The RCA closed on 18 March last year in the wake of the pandemic. “The RCA remained closed until September 2020 and, just before reopening, packed up the studios of the students who could not travel to London during Covid-19 lockdown to collect their possessions in person. All assurances were given that their items would be stored and packed with care,” the students say in a statement.

“All unnamed boxes and wrapped works were placed into the same storage spaces. The contents of these boxes had to be later photographed and looked through to find possible names written inside books,” the students claim. "The process of finding the owners of original works, and pencils, paintbrushes, oil paint, printing ink, books, trainers, and cameras etc. is ongoing", they say.

A still from The Royal College of Lost Art, a virtual exhibition curated by Arabella Hope

Since then, more than 150 students subsequently complained to the college, with works lost ranging in value from a few hundred pounds to more than £30,000. Earlier this year, the RCA emailed the students a compensation form. The college will accept compensation claims for raw materials, personal items, and work confirmed as sold to buyers before being lost (the students must provide proof in order to be compensated).

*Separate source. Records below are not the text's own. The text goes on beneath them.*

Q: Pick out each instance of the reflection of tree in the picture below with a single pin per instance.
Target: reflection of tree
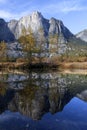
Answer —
(41, 95)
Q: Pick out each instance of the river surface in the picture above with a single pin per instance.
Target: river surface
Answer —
(43, 100)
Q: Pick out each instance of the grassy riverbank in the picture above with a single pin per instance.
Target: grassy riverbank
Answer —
(25, 65)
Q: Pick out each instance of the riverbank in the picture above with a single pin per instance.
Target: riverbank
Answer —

On the latest Red Transmissions podcast, one of the students involved, Arabella Hope says: "[The RCA] keep ignoring us and then fighting us in the most depressingly corporate way... they still won't put in writing that they've lost my studio.” Hope and another student, Farvash Razavi, are taking the RCA to court.

Angela Mitten, RCA’s director of estates and operations, who oversaw the clearing out of works and studios belonging to more than 2,500 students, tells The Art Newspaper: “It’s a more complex picture than presented. The students left quickly when lockdown was announced. Nobody touched anything for three months.”

She adds: “Since we reopened in September 2020, we have invited students to come in and collect their works. There is a clear process whereby all students can contact the RCA. All items have been photographed and catalogued.”

Regarding compensation, Mitten says that, “we have been telling students through the internet and emails what the status of the process is and how they can engage with it. Two students have so far made a claim.” She urges the students to engage with the process the RCA has set out so that “we can provide them with compensation for items lost or damaged”.